No post de ontem comentei sobre o Google Experiments e sobre a melhoria gráfica das aplicações web nos últimos anos devido à implementação da tag <canvas>.

Esta tag, por enquanto, só permite o trabalho com imagens em um plano 2d. Até existem diversos testes de conceito de experiências 3d usando o canvas. O problema é que elas implementam todo o motor de renderização 3d via JavaScript e não se aproveitam das capacidades gráficas da placa 3d.

A ideia de um canvas 3d para a versão posterior do Firefox 3.5 começa a ser operacionalizada através da exposição do OpenGL e da versão “simplificada” OpenGL ES para aplicações JavaScript.

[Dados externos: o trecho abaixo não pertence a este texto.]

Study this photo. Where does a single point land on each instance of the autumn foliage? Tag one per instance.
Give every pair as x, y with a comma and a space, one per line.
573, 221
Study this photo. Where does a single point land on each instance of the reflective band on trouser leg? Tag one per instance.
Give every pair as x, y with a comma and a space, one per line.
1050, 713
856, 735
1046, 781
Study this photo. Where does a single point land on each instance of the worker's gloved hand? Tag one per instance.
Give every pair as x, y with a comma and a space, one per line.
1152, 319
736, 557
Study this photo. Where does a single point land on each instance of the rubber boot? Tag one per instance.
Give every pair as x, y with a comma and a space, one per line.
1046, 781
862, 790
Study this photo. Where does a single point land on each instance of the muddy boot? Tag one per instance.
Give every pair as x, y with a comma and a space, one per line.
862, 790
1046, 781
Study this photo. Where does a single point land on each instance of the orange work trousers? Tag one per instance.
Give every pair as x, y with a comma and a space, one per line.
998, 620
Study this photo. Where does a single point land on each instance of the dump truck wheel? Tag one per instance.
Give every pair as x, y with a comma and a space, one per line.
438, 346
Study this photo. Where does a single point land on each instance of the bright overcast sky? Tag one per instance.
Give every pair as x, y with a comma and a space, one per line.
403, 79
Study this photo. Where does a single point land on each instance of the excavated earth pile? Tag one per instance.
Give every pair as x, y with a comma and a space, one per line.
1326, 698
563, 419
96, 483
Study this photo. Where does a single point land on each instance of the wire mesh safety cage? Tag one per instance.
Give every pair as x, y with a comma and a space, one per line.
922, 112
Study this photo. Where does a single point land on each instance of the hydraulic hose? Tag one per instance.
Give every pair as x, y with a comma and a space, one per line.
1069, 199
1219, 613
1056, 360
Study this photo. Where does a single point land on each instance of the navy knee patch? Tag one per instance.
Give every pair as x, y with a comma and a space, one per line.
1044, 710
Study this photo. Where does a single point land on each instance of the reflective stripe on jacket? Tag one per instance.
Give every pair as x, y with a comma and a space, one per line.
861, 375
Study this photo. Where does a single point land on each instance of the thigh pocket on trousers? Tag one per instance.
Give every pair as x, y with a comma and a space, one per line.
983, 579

Embora provavelmente demore algum tempo ainda para sair do projeto, o canvas 3d vai permitir que jogos, interfaces ricas e ambientes de simulação tenham uma experiência cada vez mais rica. Cada vez mais, portanto, a Web se aproxima do desktop tanto em relação às funcionalidades disponíveis quanto em relação à performance. Muita gente está discutindo o canvas 3d como evolução natural para implementar o 3d na web, tanto com opiniões positivas, quanto contrárias.

Outras alternativas menos tradicionais para trazer o 3d para a web também estão sendo discutidas. Por exemplo, a alternativa de jogos sobre demanda da OnLive. Neste serviço, os jogos rodam em um servidor da empresa. Toda a renderização é feita no servidor e enviada ininterruptamente para o cliente na forma de um vídeo comprimido. O cliente também envia os comandos de teclado e mouse via rede. Apesar de parecer meio absurdo usar um sistema destes em uma conexão mais lenta de Internet, conforme as banda vai ficando mais barata e disponível a ideia vai ficando cada vez mais simpática. Em um projeto semelhante da V-Gate, voltado para o mundo mobile, um servidor é colocado entre um jogo online e um telefone celular e todo o processamento é feito neste servidor intermediário e enviado para o telefone. Outro sistema parecido com esse é o LivePlace.

Independente da estratégia, o horizonte aponta para uma Web cada vez mais com possibilidades 3d e, além disso, com menos restrições de memória e banda. O grande desafio estará na criação de aplicativos que aproveitem esse poder de uma maneira eficiente e não apenas que sejam uma novidade técnica. Além disso, a abordagem de  colocar um servidor de renderização “na nuvem”  é interessante e criativa, mas demanda um investimento muito grande em hardware e banda. Para o desenvolvedor médio talvez esse investimento seja alto demais.